The objective of the present study was to evaluate the effects of a selective beta(3)-adrenoceptor agonist, (R, R)-5-[2-[[2-(3-chlorophenyl)-2-hydroxyethyl]-amino]propyl]-1, 3-benzodioxole-2,2-dicarboxylate (
CL 316243), on the acutely obstructed ureter in anesthetized dogs. After a complete
ureteral obstruction produced by the inflation of a balloon
catheter placed within the left lower ureter, the intraluminal ureteral pressure gradually rose to reach a plateau of approximately 52.5 mm Hg.

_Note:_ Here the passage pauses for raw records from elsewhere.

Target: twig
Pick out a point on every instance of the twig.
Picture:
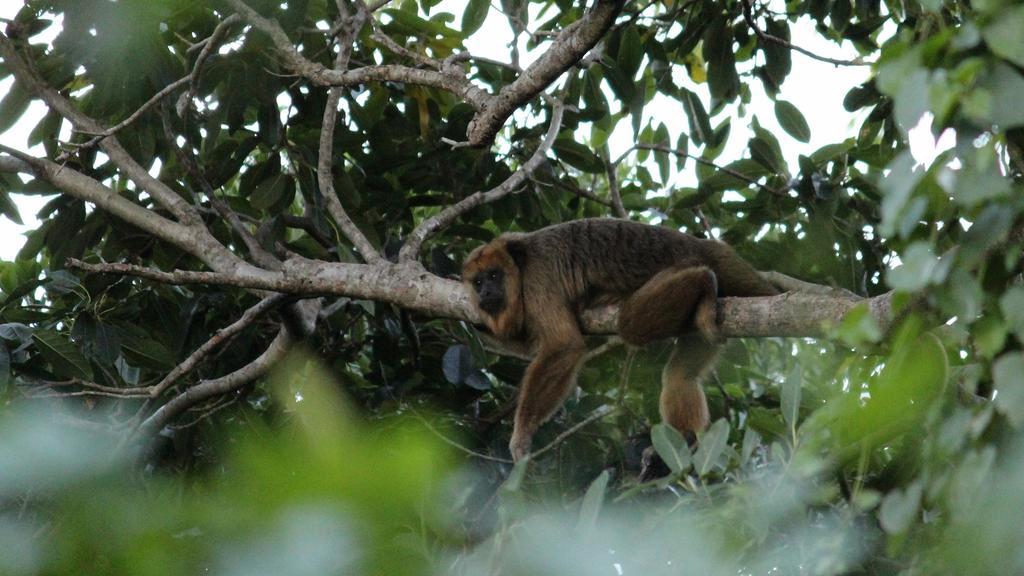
(597, 414)
(446, 216)
(192, 79)
(787, 283)
(706, 162)
(458, 446)
(94, 386)
(178, 277)
(160, 192)
(218, 386)
(326, 157)
(387, 73)
(220, 336)
(187, 159)
(613, 192)
(783, 42)
(217, 407)
(566, 49)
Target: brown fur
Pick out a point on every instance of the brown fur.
(667, 282)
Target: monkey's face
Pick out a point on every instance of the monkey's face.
(489, 287)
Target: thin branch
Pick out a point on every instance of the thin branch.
(593, 417)
(458, 446)
(248, 318)
(218, 386)
(92, 142)
(613, 192)
(783, 42)
(176, 278)
(706, 162)
(326, 158)
(397, 48)
(446, 216)
(94, 386)
(788, 283)
(187, 159)
(320, 74)
(306, 223)
(566, 49)
(410, 286)
(118, 155)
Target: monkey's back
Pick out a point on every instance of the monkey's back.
(600, 260)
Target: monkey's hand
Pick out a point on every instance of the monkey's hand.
(519, 445)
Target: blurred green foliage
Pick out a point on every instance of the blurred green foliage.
(870, 452)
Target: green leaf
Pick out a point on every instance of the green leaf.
(722, 78)
(1006, 35)
(9, 209)
(630, 51)
(473, 16)
(592, 501)
(1008, 375)
(791, 397)
(770, 156)
(918, 270)
(778, 60)
(65, 359)
(899, 508)
(4, 368)
(793, 121)
(268, 192)
(578, 156)
(13, 106)
(662, 158)
(712, 444)
(697, 117)
(671, 446)
(411, 21)
(457, 363)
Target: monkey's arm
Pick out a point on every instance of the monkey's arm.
(551, 376)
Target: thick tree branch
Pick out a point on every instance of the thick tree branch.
(410, 286)
(429, 227)
(218, 386)
(567, 48)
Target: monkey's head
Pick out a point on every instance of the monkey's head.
(492, 276)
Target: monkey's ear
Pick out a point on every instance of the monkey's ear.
(517, 250)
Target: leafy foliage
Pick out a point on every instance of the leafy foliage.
(870, 452)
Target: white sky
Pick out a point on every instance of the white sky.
(816, 88)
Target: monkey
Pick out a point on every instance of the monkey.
(529, 289)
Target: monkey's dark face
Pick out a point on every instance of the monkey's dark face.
(489, 286)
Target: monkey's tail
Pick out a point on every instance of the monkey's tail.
(682, 403)
(735, 276)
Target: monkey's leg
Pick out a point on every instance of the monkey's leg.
(674, 301)
(549, 379)
(682, 403)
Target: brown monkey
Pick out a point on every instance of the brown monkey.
(530, 288)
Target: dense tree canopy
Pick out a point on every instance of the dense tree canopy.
(237, 341)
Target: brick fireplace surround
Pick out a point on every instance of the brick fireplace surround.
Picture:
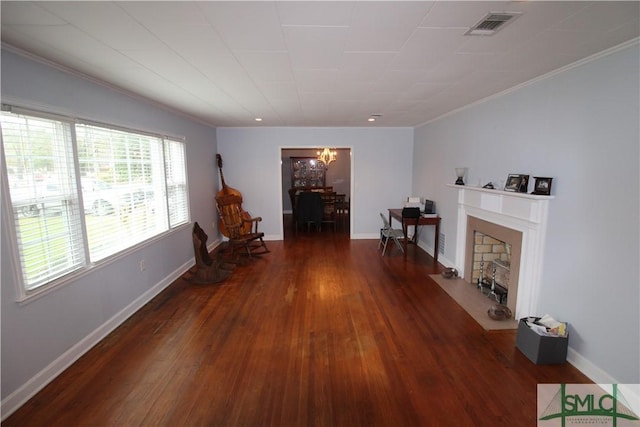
(518, 219)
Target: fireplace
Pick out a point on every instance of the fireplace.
(517, 219)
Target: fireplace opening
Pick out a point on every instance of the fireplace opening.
(493, 260)
(491, 266)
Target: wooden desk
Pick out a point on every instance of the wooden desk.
(406, 222)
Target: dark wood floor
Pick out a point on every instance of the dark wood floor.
(321, 331)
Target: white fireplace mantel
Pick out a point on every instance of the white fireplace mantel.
(522, 212)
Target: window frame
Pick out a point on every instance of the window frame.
(9, 218)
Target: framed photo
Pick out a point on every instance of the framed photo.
(542, 186)
(513, 182)
(524, 183)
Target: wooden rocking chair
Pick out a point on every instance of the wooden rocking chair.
(240, 228)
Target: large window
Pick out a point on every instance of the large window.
(82, 192)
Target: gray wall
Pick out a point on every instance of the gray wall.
(42, 336)
(580, 127)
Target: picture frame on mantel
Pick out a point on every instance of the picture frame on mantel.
(513, 182)
(542, 186)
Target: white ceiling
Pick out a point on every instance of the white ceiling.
(314, 63)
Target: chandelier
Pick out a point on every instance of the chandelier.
(327, 156)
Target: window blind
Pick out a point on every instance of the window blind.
(44, 197)
(122, 188)
(177, 194)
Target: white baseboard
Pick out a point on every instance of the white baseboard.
(19, 397)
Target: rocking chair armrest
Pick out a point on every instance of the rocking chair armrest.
(255, 219)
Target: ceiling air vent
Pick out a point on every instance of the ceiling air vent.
(492, 23)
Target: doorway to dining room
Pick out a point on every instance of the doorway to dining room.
(300, 170)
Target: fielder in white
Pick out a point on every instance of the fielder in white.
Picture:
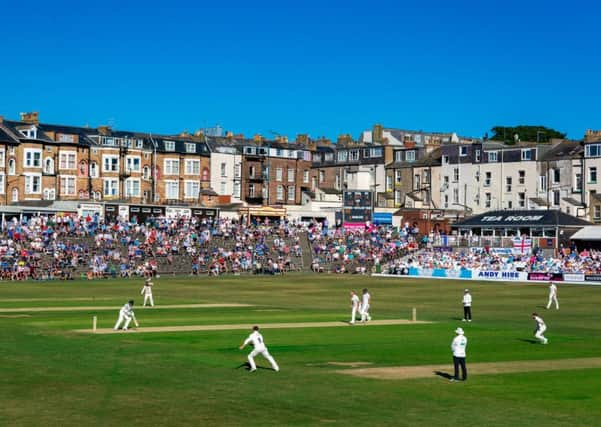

Intravenous administration of
isoproterenol (a nonselective beta-
adrenoceptor agonist; 10 microg/kg) and
CL 316243 (1 microg/kg) significantly decreased this elevated ureteral pressure (by 74.1 and 77.2%, respectively), with the reduction more sustained with
CL 316243 than with
isoproterenol. In addition, under both
isoproterenol and
CL 316243, urine flow (which had been interrupted by the balloon) was resumed, resulting in further sustained decreases in ureteral pressure. The mean blood pressure decreased and heart rate increased after the administration of both drugs, but these changes were greater in the
isoproterenol group than in the
CL 316243 group. In contrast, i.v. administration of
butylscopolamine (an
anticholinergic agent; 1000 microg/kg) had no evident effects on ureteral pressure or on urine flow. The increase in left kidney weight seen after
ureteral obstruction was suppressed by
CL 316243. We conclude that the selective beta(3)-adrenoceptor agonist tested appears to be more useful than
isoproterenol for reducing ureteral pressure above the obstructed site and for promoting ureteral relaxation and increasing urine flow around the point of obstruction in dogs.